One of the most important vaccinations your teen can receive is the meningococcal vaccination, also known as Meningitis. There are two types of meningococcal vaccines used in the United States, one being serogroup B meningococcal or meningitis B vaccines. The Centers for Disease Control recommends meningococcal vaccination for all preteens and teens and in certain situations other children and adults as well. Read below for more information on the meningitis B vaccine and why it’s so crucial to your child’s health.
What is meningitis B?
According to the CDC, meningococcal disease can cause meningitis, which is an infection of the lining of the brain and spinal cord, and infections of the blood. The disease is uncommon, however, it is severe when contracted, and infected are at significant risk of death or lasting disabilities such as hearing loss, brain damage, kidney damage, loss of limbs, nervous system problems, or severe scars from skin grafts.
Who should get vaccinated against meningitis B?
Young adults aged 16 to 23 are at an increased risk of contracting meningococcal infections and therefore should get the vaccine at that age.

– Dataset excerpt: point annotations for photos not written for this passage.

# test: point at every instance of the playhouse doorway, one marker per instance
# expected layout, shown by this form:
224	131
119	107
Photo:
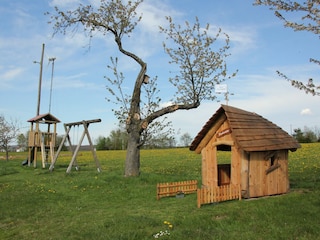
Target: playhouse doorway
224	164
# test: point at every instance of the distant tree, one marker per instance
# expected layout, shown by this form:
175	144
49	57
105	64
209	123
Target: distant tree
161	141
309	13
185	139
8	132
306	136
190	47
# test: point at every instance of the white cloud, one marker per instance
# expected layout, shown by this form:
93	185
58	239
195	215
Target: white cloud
306	111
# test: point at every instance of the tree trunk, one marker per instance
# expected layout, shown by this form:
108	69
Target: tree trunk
7	153
132	164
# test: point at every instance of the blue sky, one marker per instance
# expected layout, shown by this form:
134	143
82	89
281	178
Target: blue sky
260	45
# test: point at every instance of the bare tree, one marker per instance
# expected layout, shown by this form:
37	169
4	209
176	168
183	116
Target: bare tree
8	132
185	139
190	48
309	13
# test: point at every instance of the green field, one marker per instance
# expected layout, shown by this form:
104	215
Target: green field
85	204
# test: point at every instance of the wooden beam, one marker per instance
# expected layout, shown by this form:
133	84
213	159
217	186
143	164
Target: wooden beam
82	122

Any teen may choose to get a meningitis B vaccine, but it should be noted that certain preteens and teens should get it if they have a complement component deficiency, are taking a complement inhibitor, have a damaged/removed spleen or sickle cell disease, or are part of a population with an increased risk of a meningococcal disease outbreak.

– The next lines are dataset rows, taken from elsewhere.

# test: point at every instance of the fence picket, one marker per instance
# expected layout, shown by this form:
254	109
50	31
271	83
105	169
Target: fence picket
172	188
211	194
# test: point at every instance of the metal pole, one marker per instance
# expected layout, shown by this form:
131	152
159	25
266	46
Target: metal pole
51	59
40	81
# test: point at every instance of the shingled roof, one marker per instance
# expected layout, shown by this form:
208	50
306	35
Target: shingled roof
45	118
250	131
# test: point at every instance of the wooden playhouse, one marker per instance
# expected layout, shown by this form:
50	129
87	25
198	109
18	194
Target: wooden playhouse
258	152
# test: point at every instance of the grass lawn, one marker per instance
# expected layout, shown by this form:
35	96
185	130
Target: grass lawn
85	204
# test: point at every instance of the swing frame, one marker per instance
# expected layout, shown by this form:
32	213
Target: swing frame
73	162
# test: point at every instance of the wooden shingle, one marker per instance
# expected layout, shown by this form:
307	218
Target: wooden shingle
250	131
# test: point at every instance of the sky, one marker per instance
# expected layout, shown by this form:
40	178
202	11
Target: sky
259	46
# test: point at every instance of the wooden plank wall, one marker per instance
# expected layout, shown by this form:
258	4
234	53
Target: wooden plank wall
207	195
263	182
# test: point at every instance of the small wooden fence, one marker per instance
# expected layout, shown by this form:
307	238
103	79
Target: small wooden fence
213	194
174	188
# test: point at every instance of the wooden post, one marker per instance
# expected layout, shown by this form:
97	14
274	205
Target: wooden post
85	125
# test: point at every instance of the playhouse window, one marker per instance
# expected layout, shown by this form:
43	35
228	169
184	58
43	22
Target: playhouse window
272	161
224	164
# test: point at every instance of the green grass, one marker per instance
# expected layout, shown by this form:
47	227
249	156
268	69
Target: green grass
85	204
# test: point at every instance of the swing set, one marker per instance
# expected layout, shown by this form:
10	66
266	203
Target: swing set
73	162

Who might not be able to get the vaccine?
People of a certain age or with certain conditions should not get certain vaccines or should wait before getting them. The CDC offers helpful guidelines that outline who should be cautious of the meningitis B vaccine.
Who is at a greater risk of contracting meningitis B?
Remember, anyone can get meningitis B, but certain people are at increased risk, including infants, adolescents, and young adults ages 16 through 23. With any disease, there is a higher chance of it spreading when people live in close quarters. That’s why college campuses (due to close proximity within dorms) and those with weakened immune systems present a concern.
How well does the vaccine work?
For best protection, more than one dose of a meningococcal B vaccine is needed. There are two meningococcal B vaccines available, but please note that the same vaccine must be used for all doses. So, before you start the school year, book that doctor’s appointment and make sure that your teen is ready for the year ahead. Meningococcal disease may be uncommon, but many people still need to get these vaccines in order to measure their effectiveness and stay protected.